Two questions for data management

1) How bad would it be to lose it?

If the answer is ‘bad’ then you absolutely must have at least two copies.

If the answer is ‘terrible’ then at least three copies is wise. At least one should be in a safe place off site. Incremental backups are better than basic ones, since files do get corrupted and vanish.

Ideally, you want both up to date incremental backups and complete snapshots taken at regular intervals and checked periodically for integrity.

2) How bad would it be if it ended up all over the internet?

If this would be a problem at all, there is a whole universe of precautions to consider:

Hardware: firewalls, built in encryption, air gapped systems and storage, networking hardware (including WiFi), etc

Software: cryptography, operating systems, malware risks (including pirated software), intrusion detection systems, etc

Behaviour: physical access control, data retention and destruction, passwords and secret questions, backup processes

Digital data is the sort of thing where not only can the cat get out of the bag, but it can get out, get copied a billion times, and become your name’s top Google hit for the rest of your life.

Evil and non-evil Facebook buttons

Many websites now include Facebook buttons and widgets of various sorts. As a user, it is worth knowing that if you are logged into Facebook, many of those buttons and widgets can be used by Facebook to track your web use and  link it to your real identity. 

This site has a Facebook button, as well, but it is a graphic that loads from my own server. It does not allow Facebook to add to their trove of data.

That said, Google has its own massive data pile, which this site contributes to in obvious ways like content being indexed and less obvious ways like Google Analytics visitor tracking.

Flex your rights: anonymity

Being able to speak anonymously on the internet is an important right, in this age of increasingly constant surveillance. Because of organizations like the NSA, GCHQ, and Canada’s CSE, we can never know when our private conversations are actually being intercepted.

One tiny way to push back is to continue to be bold in asserting the importance of freedom of speech, even what circumstances compel that right to be used anonymously.
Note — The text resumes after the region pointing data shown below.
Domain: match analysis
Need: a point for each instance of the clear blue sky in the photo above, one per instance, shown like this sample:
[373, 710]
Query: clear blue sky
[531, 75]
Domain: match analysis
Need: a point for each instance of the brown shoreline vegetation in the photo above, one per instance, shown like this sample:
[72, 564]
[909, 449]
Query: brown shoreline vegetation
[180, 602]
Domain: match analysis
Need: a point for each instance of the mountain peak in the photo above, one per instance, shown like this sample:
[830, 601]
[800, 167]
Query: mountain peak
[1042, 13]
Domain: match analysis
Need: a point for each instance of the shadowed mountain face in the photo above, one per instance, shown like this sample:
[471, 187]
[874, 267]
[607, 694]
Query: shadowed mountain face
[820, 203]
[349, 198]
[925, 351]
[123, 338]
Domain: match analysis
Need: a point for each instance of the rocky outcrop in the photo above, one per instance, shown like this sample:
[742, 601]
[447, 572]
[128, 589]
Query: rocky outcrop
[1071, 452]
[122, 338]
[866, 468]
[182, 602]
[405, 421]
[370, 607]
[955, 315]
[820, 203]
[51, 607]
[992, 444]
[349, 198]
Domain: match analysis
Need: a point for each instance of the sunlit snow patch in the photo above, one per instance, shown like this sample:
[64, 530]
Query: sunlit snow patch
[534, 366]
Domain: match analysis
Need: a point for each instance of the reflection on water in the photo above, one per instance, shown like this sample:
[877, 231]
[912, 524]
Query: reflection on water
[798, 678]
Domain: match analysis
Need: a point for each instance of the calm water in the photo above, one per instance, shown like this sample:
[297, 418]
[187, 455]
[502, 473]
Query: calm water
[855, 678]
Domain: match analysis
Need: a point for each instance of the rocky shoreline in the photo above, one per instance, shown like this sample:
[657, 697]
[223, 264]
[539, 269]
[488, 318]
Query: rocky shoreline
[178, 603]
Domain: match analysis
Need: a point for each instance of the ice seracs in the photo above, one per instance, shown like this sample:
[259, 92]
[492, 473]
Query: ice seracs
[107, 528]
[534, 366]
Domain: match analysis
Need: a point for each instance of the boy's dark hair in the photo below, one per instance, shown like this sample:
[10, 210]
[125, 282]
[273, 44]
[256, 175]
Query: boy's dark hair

To leave anonymous comments on this site, just use whatever made-up name you like, including ‘anonymous’. If you use anon@sindark.com as your email address, you will get an anonymous logo beside your comment.

None of this is intended as an endorsement of the amorphous group ‘Anonymous‘.

2010 blog finances

For most people who put content on the internet, the deal provided by one company or another is this: you provide the content, we will put ads beside it, and we will pay for the servers and bandwidth necessary for hosting a website. More sneakily, sites like Facebook make their money by selling the personal information of users, in addition to selling targeted advertising (which is increasingly the same thing).
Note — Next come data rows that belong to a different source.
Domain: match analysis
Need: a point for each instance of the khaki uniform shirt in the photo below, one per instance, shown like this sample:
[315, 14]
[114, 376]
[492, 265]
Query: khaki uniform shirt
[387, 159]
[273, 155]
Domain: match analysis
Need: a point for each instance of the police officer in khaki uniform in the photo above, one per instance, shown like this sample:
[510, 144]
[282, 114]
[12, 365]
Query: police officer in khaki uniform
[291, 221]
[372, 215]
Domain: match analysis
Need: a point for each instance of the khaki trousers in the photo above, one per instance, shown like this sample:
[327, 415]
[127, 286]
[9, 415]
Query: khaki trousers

Some sites do all this earning and paying indirectly, with the people running the site outside the advertising/hosting cost loop. Alternatively, it is possible to do both yourself: sell ads and pay for hosting.

Lately, this site has followed the latter model. I pay for hosting and I have revenue from automatically-generated Google AdSense ads. The costs largely balance out. Between 1 January 2010 and 1 January 2011, this site and BuryCoal.com collectively received C$296.38 in advertising revenue. During the same span, I paid US$249.70 collectively to DreamHost and Flickr.
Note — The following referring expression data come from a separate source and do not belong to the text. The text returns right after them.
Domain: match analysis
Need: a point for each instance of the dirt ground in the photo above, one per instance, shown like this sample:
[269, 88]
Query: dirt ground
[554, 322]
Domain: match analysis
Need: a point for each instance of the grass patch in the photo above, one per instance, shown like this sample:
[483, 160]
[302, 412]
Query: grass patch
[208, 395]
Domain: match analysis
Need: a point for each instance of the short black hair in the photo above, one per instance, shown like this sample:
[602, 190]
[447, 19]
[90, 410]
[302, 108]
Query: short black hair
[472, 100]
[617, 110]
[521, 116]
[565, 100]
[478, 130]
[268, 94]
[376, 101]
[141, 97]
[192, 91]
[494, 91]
Would people feel more comfortable if this site was hosted by a third party that kept the advertising revenue, rather than self-funding in this way? One consideration is scaling hosting to demand. With a third party they would handle it, but I couldn’t choose to pay for performance improvements. For instance, moving to a private VPS account on DreamHost would cost US$15 per month, but would probably make the site quicker and more reliable.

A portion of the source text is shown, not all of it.